Culture of Compliance
CROs address the challenge of creating a unified approach to corporate responsibility.
In November 2000, I attended the annual Business for Social Responsibility Conference, where I was eager to explore whether the CSR movement could influence internal ethics and compliance programs. I looked forward to a workshop led by the Chief Ethics Officer at Merck and the head of Social Responsibility for Enron. The credentials of the companies were top notch. In 2000, Enron received six environmental awards. It had progressive policies on climate change, human rights, and anti-corruption. Merck had an industry-leading ethics program. It had a well-written and user-friendly code of conduct and its extensive ethics program was the envy of the industry. However, by the end of the session, as well as by the end of the conference, all I had learned was that ethics and CSR were not on the same page. CSR had its agenda and ethics had another, and there was very little room for coordination and very little talk of integration. Years later I wonder, was it only a coincidence that Enron was brought down by its internal ethics and Merck has been hit hard by the impact of Vioxx?
Opportunity for the CRO
Fast forward six years. While ethics and compliance, as well as the concept of “corporate responsibility,” couldn’t be more top of mind, it still isn’t clear to many organizations how to implement and deploy a coordinated approach. Most organizations are doing all they can to just meet new regulatory requirements and have not been able to develop much of a strategy around these issues.

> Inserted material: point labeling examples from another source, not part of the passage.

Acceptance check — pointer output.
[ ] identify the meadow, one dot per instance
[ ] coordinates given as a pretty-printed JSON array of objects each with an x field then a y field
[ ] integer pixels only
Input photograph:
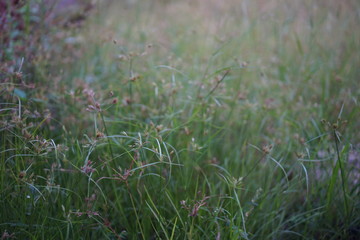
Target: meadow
[{"x": 180, "y": 120}]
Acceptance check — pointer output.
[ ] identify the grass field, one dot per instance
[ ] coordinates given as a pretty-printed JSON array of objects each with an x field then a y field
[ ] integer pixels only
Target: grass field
[{"x": 181, "y": 120}]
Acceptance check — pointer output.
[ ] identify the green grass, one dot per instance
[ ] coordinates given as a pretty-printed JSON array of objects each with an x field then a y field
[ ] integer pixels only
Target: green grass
[{"x": 186, "y": 120}]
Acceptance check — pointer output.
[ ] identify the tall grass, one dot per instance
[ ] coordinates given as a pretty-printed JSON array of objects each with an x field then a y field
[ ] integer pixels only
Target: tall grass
[{"x": 186, "y": 120}]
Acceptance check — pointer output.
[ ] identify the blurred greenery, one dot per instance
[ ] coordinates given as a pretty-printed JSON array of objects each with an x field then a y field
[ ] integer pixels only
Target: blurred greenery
[{"x": 180, "y": 120}]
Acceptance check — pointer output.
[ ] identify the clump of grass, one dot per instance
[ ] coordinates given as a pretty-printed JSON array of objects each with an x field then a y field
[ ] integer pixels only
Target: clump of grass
[{"x": 204, "y": 127}]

One of the greatest opportunities for the emerging CRO professional is in addressing the greatest weakness in today’s ethics, compliance, and corporate social responsibility programs: the lack of coordination and integration of purpose and methods.
The concept of corporate responsibility applies to multiple roles within an organization. (See the diagram on page 36 for examples.) Each of these functions is critical in shaping an overall integrity program. And yet these roles often don’t relate to each other.
Sometimes, they even contradict each other:
- A well known company famous for its external social responsibility program has no internal ethics program that guides how managers treat employees.
- Another company that touts its world-class governance program has no means to impose consistent standards across its global operations.
- A company that has successfully deployed its internal controls to meet Sarbanes-Oxley requirements has no means to determine where managers are most likely to override those controls.
- A company with an award-winning ethics and compliance training program has performance evaluation and compensation structures that reward behavior contrary to its own code of conduct.
As a manager of overall corporate responsibility, the CRO has a critical responsibility: to integrate these disparate roles into a unified approach. How?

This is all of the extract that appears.